My random thoughts

Fri Feb 10 19:42:24 CET 2006

In message <ujrhd772ii0.fsf at cat.linpro.no>, Dag-Erling =?iso-8859-1?q?Sm=F8rgra
v?= writes:
>Poul-Henning Kamp <phk at phk.freebsd.dk> writes:

>> In both cases, it would be ideal if all that is necessary to tell
>> Varnish are two pieces of information:
>>
>> 	Storage location
>> 		Alternatively we can offer an "auto" setting that makes
>> 		Varnish discover what is available and use what it find.
>
>I want Varnish to support multiple storage backends:
>
> - quick and dirty squid-like hashed directories, to begin with

That's actually slow and dirty.  So I'd prefer to wait with this
one until we know we need it (ie: persistance).

> - fancy block storage straight to disk (or to a large preallocated
>   file) like you suggested

This is actually the simpler one to implement: make one file,
mmap it, sendfile from it.

I don't see any advantage to memcached right off the bat, but I
may become wiser later on.

Memcached is intended for when your app needs a shared memory
interface, which is then simulated using network.

Our app is network oriented and we know a lot more about or
data than memcached would, so we can do the networking more
efficiently ourselves.

>> By far the easiest thing to do is to disregard the cache, that saves
>> a lot of code for locating and validating the contents, but this
>> carries a penalty in backend or cluster fetches whenever a node
>> comes up.  Lets call this the "transient cache model"
>
>Another issue is that a persistent cache must store both data and
>metadata on disk, rather than just store data on disk and metadata in
>memory.  This complicates not only the logic but also the storage
>format.

Yes, although we can get pretty far with mmap on this too.

>> It is a very good question how big a fraction of the persistent
>> cache would be usable after typical downtimes:
>>
>> 	After a Varnish process restart:  Nearly all.
>>
>> 	After a power-failure ?  Probably at least half, but probably
>> 	not the half that contains the most busy pages.
>
>When using direct-to-disk storage, we can (fairly) easily design the
>storage format in such a way that updates are atomic, and make liberal
>use of fsync() or similar to ensure (to the extent possible) that the
>cache is in a consistent state after a power failure.

I meant "usable" as in "will be asked for", ie: usable for improving
the hitrate.

>How about this: we start with the transient model, and add persistence
>later.

My idea exactly :-)

Since I expect the storage to be pluggable, this should be pretty
straightforward.

>> If all machines in the cluster have sufficient cache capacity, the
>> other remaining argument is backend offloading, that would likely
>> be better mitigated by implementing a 1:10 style two-layer cluster
>> with the second level node possibly having twice the storage of
>> the front row nodes.
>
>Multiple cache layers may give rise to undesirable and possibly
>unpredictable interaction (compare this to tunneling TCP/IP over TCP,
>with both TCP layers battling each other's congestion control)

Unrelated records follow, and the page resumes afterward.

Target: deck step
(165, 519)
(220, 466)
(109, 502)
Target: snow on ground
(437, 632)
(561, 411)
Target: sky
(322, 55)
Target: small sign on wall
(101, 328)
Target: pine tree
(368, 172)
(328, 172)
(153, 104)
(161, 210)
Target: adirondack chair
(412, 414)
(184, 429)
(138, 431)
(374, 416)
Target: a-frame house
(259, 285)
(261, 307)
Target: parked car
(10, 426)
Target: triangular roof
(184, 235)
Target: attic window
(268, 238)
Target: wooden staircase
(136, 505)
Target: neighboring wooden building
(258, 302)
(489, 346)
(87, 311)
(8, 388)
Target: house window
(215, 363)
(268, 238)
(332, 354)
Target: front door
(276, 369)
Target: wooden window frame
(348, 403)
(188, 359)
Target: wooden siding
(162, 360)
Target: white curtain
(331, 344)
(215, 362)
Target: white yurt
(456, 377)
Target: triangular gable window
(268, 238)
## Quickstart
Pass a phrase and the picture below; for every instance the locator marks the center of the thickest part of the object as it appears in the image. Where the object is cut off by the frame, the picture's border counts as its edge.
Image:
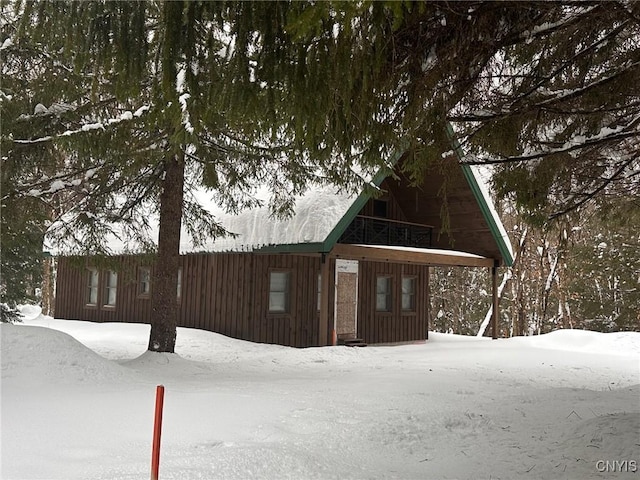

I doubt it.  The front end Varnish fetches from the backend
into its store and from there another thread will serve the
users, so the two TCP connections are not interacting directly.

>Or we can just ignore queries for documents which we don't have; the
>requesting node will have a simply request the document from the
>backend if no reply arrives within a short timeout (~1s).

I want to avoid any kind of timeouts like that.  One slight bulge
in your load and everybody times out and hits the backend.

>Unfortunately, PGP is very slow, so it should only be used to
>communicate with some kind of configuration server, not with the cache
>itself.

Absolutely.  My plan wast to have the "management process" do that.

>unlike regexps, globs can be evaluated very efficiently.

But more efficiently still if compiled into C code.

>> It makes a lot of sense to not actually implement this in the main
>> Varnish process, but rather supply a template perl or python script
>> that primes the cache by requesting the objects through Varnish.

>This can easily be done with existing software like w3mir.
>[...]
>You can probably do this in ~50 lines of Perl using Net::HTTP.

Sounds like you just won this bite :-)

>Distributed lock managers are *hard*...

Nobody is talking about distributed lock managers.  The shared
memory is strictly local to the machine and r/o by everybody else
than the main Varnish process.

-- 
Poul-Henning Kamp       | UNIX since Zilog Zeus 3.20
phk at FreeBSD.ORG         | TCP/IP since RFC 956
FreeBSD committer       | BSD since 4.3-tahoe    
Never attribute to malice what can adequately be explained by incompetence.